Om aan de normen voor het EKO-keurmerk te voldoen, mag de veehouder in veel mindere mate geneesmiddelen toepassen dan gebruikelijk in de bio-industrie. Dat is een goede zaak, zeker gezien feit dat overmatig antibiotica gebruik in de bio-industrie resistentie in de hand werkt. Goede zaak ook dat EKO-producten in steeds ruimer aanbod te verkrijgen zijn bij de grote supermarktketens.
Nu had dat EKO-keurmerk bij mij een heel positief imago: verstandig bodemgebruik, aandacht voor dierenwelzijn, minder gebruik van pesticiden. Allemaal verstandige ontwikkelingen. Maar ik was erg verbaasd om te lezen in de regelgeving dat bij zieke dieren in eerst instantie alternatieve therapieën, als homeopathie, moeten worden toegepast. En als dat niet blijkt te helpen, dat dan pas regulier medicijnen mogen worden ingezet (verordening (EG) nr. 889/2008, met name art. 24.
Artikel 24
Diergeneeskundige behandeling2. Fytotherapeutische producten, homeopathische producten, spoorelementen en in bijlage V, deel 3, en bijlage VI, deel 1.1, opgenomen producten zijn te verkiezen boven chemisch gesynthetiseerde, allopathische geneesmiddelen voor diergeneeskundig gebruik of antibiotica, mits hun therapeutisch effect doeltreffend is voor de betreffende diersoort en de aandoening waarop de behandeling is gericht.
3. Indien het gebruik van de in de leden 1 en 2 bedoelde producten niet doeltreffend is bij de bestrijding van een ziekte of een verwonding en een behandeling absoluut noodzakelijk is om lijden of pijn voor het dier te voorkomen, mogen chemisch gesynthetiseerde, allopathische geneesmiddelen voor diergeneeskundig gebruik of antibiotica worden gebruikt onder de verantwoordelijkheid van een dierenarts.
Is dat nu wel de beste zorg voor dieren?
De Stichting Skal, die het EKO-keurmerk toetst, checkt alleen of veehouders dit zo doen (eerst alternatief, dan pas regulier), niet of die alternatieve therapieën ook echt (kunnen) werken. Een citaat uit een e-mail als antwoord van een vraag van mij daarover: “Wij komen in de praktijk wel het gebruik van homeopatische middelen tegen. Vaak proberen veehouders ook homeopatische producten om te kijken of dit aanslaat. In die zin toetst Skal dus niet zelf of homeopatische middelen goed aanslaan of niet.”
De Koninklijke Nederlandse Maatschappij voor Diergeneeskunde heeft echter als standpunt (link) dat dierenartsen het gebruik van alternatieve therapieën alleen mogen overwegen als er regulier uitbehandeld is. Eerst het alternatieve pad op gaan, wordt door de KNMvD dus in ieder geval niet gezien als het verlenen van de beste zorg.
Zover ik kon nagaan zijn er geen overtuigende wetenschappelijke onderzoeken die de effectiviteit van die alternatieve therapieën (in het bijzonder homeopathie) hebben aangetoond. Aan de andere kant zijn er homeopathische dierenartsen die rustig in rapporten opschrijven dat veehouders ‘wonderbaarlijke genezingen’ hebben waargenomen van wonden en breuken bij runderen door toepassing van homeopathische middelen (zie Bioveem -Intern rapport 16, blz 54). Daar kan een zeker enthousiasme voor homeopathie uit worden afgeleid, maar zeker geen realiteitszin.

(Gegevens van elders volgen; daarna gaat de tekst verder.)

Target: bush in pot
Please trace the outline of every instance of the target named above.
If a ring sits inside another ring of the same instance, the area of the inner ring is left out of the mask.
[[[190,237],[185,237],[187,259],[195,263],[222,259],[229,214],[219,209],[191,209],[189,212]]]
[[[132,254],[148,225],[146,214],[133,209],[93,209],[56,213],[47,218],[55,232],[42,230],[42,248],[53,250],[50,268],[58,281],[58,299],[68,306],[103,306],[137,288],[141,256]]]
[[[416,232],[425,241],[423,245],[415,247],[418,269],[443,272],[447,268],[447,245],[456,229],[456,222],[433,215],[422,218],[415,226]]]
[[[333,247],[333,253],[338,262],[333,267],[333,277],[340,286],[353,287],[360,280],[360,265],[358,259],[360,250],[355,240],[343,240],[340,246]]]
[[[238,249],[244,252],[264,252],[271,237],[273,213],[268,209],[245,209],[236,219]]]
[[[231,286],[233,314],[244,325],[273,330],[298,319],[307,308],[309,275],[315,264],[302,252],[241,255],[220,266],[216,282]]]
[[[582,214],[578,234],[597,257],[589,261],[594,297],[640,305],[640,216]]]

Homeopathie bij mensen is al twijfelachtig, maar daar mag een patiënt van mij nog best zelf voor kiezen. Bij dieren moet de mens die keuze maken. En dan is het in mijn ogen nogal wat, dat je onder het EKO-keurmerk maar wat aan mag rommelen met alternatieve therapieën tot het echt niet meer gaat. Je verliest kostbare tijd voordat een bewezen werkzame behandeling gestart kan worden. Daarnaast is het ook nog eens verspilling van geld, wat de toch al dure biologische producten alleen maar duurder kan maken.
Ik kan als kritische consument nu alleen maar hopen dat onze biologische veehouders een beetje verstandig omgaan met die regelgeving en de voorgeschreven voorkeur voor alternatieve therapieën met een korreltje zout nemen. Het gaat er natuurlijk eigenlijk om dat ze onnodig medicijngebruik vermijden. Maar laten we dan regelgeving rond het EKO-keurmerk zo aanpassen dat ál het onnodig medicijngebruik wordt tegengaan, zowel regulier als alternatief.